Once I was ready I stepped out of my room and walked to his study. I dragged each foot forcing myself to move the next one in front of the other. I arrived to two big plain white doors and hesitantly opened them. I turned the knob enough for me to embrace the smooth texture of the bronze handle. I pushed the doors and looked at his desk, the same desk where I found my necklace. I clenched it between my fingers and began to heat the metal with my hand. My favorite necklace, a pearly white stone held by a silver chain, the one I found the night he died. I remember everything all too well.
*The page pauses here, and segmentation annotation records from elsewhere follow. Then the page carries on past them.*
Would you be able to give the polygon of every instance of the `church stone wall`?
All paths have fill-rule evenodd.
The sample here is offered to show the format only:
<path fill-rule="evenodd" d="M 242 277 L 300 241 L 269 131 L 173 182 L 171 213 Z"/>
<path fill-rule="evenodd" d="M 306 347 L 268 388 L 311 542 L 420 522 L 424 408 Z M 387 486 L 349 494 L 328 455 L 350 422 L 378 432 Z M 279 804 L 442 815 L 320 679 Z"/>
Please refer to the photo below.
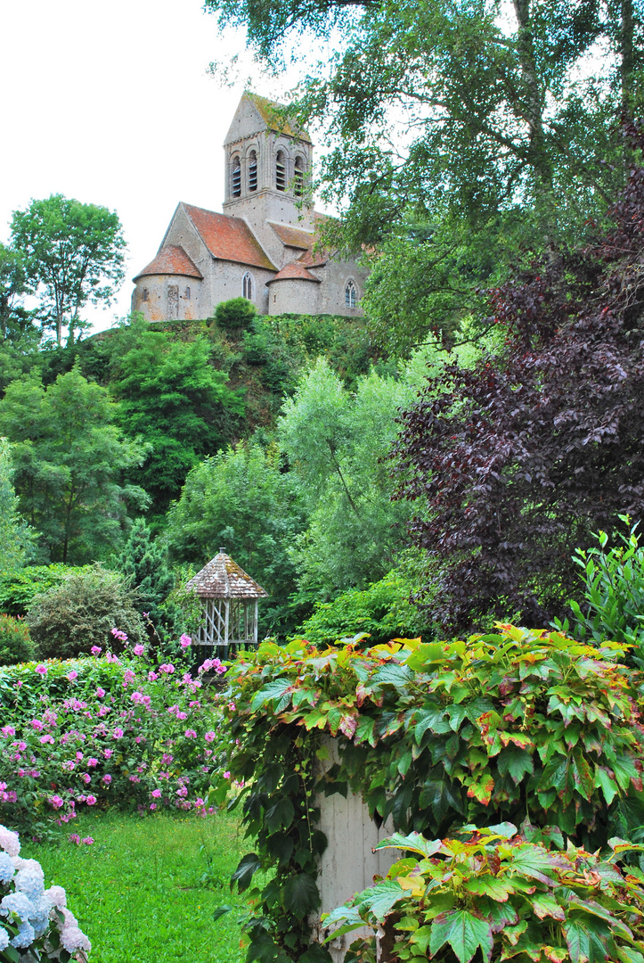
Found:
<path fill-rule="evenodd" d="M 132 293 L 132 310 L 146 321 L 194 321 L 200 318 L 201 281 L 180 274 L 141 277 Z"/>
<path fill-rule="evenodd" d="M 269 314 L 321 314 L 320 284 L 284 277 L 269 285 Z"/>

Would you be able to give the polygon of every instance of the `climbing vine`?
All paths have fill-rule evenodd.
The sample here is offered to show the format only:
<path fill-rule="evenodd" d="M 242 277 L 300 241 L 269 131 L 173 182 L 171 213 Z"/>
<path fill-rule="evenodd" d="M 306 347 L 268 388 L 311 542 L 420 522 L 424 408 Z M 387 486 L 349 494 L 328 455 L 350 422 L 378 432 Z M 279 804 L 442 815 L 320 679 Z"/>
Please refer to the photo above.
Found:
<path fill-rule="evenodd" d="M 254 843 L 234 874 L 251 907 L 249 963 L 329 958 L 307 922 L 320 906 L 322 794 L 359 793 L 376 820 L 441 838 L 528 816 L 595 846 L 609 824 L 644 822 L 644 730 L 624 647 L 498 629 L 366 649 L 266 642 L 231 666 L 213 794 L 241 784 L 230 805 Z"/>

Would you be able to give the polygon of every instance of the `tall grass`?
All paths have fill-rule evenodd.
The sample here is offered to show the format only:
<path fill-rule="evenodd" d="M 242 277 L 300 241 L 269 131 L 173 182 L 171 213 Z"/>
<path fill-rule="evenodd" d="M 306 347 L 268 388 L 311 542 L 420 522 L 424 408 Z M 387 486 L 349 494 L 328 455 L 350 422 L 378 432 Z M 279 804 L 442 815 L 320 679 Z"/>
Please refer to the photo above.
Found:
<path fill-rule="evenodd" d="M 230 817 L 159 814 L 84 816 L 69 831 L 92 846 L 35 845 L 45 883 L 67 892 L 67 905 L 91 940 L 90 963 L 241 963 L 239 913 L 216 923 L 235 901 L 230 874 L 242 841 Z"/>

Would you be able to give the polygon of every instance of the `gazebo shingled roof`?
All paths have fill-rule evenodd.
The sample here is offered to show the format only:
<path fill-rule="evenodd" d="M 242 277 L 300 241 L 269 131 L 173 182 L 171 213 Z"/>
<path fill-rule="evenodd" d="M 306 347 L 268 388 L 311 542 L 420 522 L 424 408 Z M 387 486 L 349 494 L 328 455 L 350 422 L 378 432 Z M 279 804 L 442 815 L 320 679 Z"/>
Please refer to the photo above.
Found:
<path fill-rule="evenodd" d="M 219 549 L 186 587 L 203 599 L 264 599 L 269 596 L 223 549 Z"/>

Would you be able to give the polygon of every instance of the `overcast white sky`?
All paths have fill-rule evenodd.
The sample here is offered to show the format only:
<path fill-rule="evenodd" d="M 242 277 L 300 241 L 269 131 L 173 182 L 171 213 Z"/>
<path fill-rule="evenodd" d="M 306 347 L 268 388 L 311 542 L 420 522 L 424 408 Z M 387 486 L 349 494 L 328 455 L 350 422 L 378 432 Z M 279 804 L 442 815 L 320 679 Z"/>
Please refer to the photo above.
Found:
<path fill-rule="evenodd" d="M 244 36 L 222 38 L 201 0 L 0 6 L 0 241 L 32 197 L 60 193 L 116 210 L 127 280 L 112 308 L 86 312 L 95 330 L 110 327 L 128 313 L 130 279 L 178 201 L 221 209 L 221 143 L 244 85 L 222 89 L 206 71 L 243 52 Z M 288 89 L 289 78 L 255 74 L 267 96 Z"/>

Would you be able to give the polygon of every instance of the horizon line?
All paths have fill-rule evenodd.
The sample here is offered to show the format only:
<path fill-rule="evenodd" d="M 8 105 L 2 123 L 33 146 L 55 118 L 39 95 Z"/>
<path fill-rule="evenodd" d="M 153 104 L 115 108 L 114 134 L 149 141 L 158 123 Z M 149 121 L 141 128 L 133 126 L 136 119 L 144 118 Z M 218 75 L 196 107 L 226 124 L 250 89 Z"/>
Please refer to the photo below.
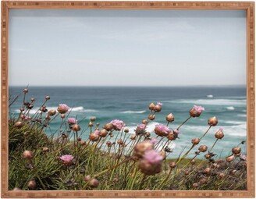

We spent the entire morning gardening white roses, his favorite. I was so happy to be with him. He was the closest thing I had to a father. I didn't even feel comfort in calling him uncle. It felt as if I was not giving him enough credit for what he meant to me. I rubbed my eyes and yawned. "Why don't you go take a nap, it's only the afternoon and your already worn out." he smiled and patted my back, pushing me gently towards the back door of the house. I was too tired to tell him anything. I poured a little bit more water on the rose in front of me and then I dilatorily began to make my way to my bedroom. I was too exhausted. Before entering the house I looked over my shoulder, I felt as if something was going to happen, I paid no attention to it. I assumed I was just tired and needed to rest. Charrs, my butler, saw me come in and followed me to my room, he opened the doors and lifted the sheets for me. I laid down and began to drown in them, I closed my eyes and soon fell asleep.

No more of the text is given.